Here's Gunther being the gracious Host, sharing his favorite couch with my current foster dog, LuLu. LuLu is a black lab mix and has been with me since January 17 and is going to her forever home tomorrow (Feb. 7). Gunther is 82 pounds while LuLu is 35 pounds.


----------



## TippysMom (Oct 3, 2008)

That's so awesome! I'm glad Lulu got a forever home! :tongue: It's also nice that Gunther is a gentleman with your foster - our Mac decided he didn't want to have fuzzy foster kids here for a while....so we can't do that right now. :frown:


----------



## Lovemymunchkins (Feb 3, 2009)

What a great picture! I think it is great that you foster dogs. It's such a needed thing and sometimes it is not an easy job and my hat goes off to you for it...

I'm so glad Lulu found a forever home, I'm sure it's going to be hard for you to see her go though....
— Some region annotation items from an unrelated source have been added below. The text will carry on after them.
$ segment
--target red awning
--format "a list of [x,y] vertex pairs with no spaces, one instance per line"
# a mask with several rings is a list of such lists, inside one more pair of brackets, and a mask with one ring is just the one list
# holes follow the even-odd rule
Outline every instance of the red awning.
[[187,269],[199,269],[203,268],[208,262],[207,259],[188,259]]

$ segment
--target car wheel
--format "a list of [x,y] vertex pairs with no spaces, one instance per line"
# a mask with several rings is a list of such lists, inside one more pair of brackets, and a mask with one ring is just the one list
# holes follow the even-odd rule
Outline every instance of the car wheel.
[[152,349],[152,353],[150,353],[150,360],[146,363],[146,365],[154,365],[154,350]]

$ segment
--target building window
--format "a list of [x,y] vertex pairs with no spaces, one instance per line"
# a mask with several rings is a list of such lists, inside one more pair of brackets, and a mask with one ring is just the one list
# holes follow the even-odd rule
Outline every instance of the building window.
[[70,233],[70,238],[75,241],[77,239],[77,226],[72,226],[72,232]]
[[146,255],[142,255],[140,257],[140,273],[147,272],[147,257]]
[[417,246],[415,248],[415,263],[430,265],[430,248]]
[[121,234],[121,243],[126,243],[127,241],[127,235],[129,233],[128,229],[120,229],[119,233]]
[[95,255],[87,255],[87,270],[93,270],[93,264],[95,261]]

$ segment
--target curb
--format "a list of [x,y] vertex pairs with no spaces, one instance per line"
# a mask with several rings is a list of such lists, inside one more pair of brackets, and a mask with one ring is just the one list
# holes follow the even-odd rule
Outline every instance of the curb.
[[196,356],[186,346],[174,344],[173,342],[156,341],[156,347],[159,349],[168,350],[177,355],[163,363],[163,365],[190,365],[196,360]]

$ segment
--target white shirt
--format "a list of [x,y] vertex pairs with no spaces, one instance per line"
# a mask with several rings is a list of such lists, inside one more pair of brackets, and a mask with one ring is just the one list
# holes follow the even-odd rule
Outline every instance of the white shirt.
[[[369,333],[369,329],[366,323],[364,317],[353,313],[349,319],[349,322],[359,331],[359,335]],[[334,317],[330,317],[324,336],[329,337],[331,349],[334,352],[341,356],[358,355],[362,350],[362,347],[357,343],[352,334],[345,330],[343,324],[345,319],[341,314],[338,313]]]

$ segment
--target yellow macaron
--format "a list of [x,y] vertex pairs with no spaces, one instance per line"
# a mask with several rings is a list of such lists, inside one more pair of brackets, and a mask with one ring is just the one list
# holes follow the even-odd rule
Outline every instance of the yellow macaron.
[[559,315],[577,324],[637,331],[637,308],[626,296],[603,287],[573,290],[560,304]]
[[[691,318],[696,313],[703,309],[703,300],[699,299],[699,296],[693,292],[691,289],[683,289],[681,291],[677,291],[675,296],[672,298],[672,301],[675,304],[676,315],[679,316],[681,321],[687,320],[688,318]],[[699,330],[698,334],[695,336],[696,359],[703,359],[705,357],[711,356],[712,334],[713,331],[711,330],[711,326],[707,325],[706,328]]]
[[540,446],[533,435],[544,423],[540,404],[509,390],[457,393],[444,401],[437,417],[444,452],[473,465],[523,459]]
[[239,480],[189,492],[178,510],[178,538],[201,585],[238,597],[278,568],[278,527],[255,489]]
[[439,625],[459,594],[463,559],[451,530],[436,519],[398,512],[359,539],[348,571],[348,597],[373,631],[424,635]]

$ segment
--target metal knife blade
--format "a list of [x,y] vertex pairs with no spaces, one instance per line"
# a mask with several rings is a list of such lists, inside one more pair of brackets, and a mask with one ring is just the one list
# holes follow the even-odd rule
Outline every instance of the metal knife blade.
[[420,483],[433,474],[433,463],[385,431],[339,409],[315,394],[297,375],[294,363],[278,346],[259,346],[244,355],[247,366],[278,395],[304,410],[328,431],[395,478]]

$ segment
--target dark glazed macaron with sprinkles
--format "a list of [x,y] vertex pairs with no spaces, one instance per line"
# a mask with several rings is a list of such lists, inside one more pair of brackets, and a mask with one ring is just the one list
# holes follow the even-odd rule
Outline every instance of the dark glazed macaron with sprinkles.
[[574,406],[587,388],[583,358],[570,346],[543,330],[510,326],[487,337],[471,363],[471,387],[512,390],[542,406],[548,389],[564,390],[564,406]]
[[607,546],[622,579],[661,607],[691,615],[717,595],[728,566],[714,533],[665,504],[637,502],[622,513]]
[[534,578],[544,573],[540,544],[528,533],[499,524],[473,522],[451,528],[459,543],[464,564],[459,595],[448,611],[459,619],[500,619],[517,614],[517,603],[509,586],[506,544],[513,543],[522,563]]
Wishing you both the best!


----------



## Guest (Feb 6, 2009)

LuLu is my 24th foster dog. I expect to get another small female black lab mix on the 14th of february. I do miss them when they go. I keep in touch with alot of families that have adopted my fosters.


----------



## ChattyCathy (Nov 22, 2008)

What a great picture. I love the name Lulu... one of my cat's names is Lulu. What beautiful animals labs are! I had a chocolate lab awhile back and she was the best animal we ever had!!!!!! I want another one but we have enough animals for now. It's great that you fost. I give you a lot of credit!!!!


----------



## Guest (Apr 21, 2009)

Once again, Gunther shares the couch with our current boarder (and previous foster) Rosey. :smile:


----------



## pinkcircles (Jan 21, 2009)

how nice hope he's found a nice home.


----------



## Guest (Jun 13, 2009)

Yes Rosey found a great home.


----------



## jeffitup (Feb 20, 2009)

Awesome!
Lulu is another of the lucky ones-great name-(motherinlaws black mix is also named Lulu after her own daughter).
Gunther is fortunate be in such a loving home.
We've recieved 3 rescue Irish Setter litermates who were previously serverely malnutritioned & weak-real sad. They have quite a road of recovery ahead & are doing much better now & will soon be going to new homes.
For all those you've helped-thank you for your dedication & love for your fosters!
:smile:


----------



## Guest (Jul 4, 2009)

Rosey is back here with me again this weekend while her family is on vacation. She made herself right at home - it was as if she had never left.


----------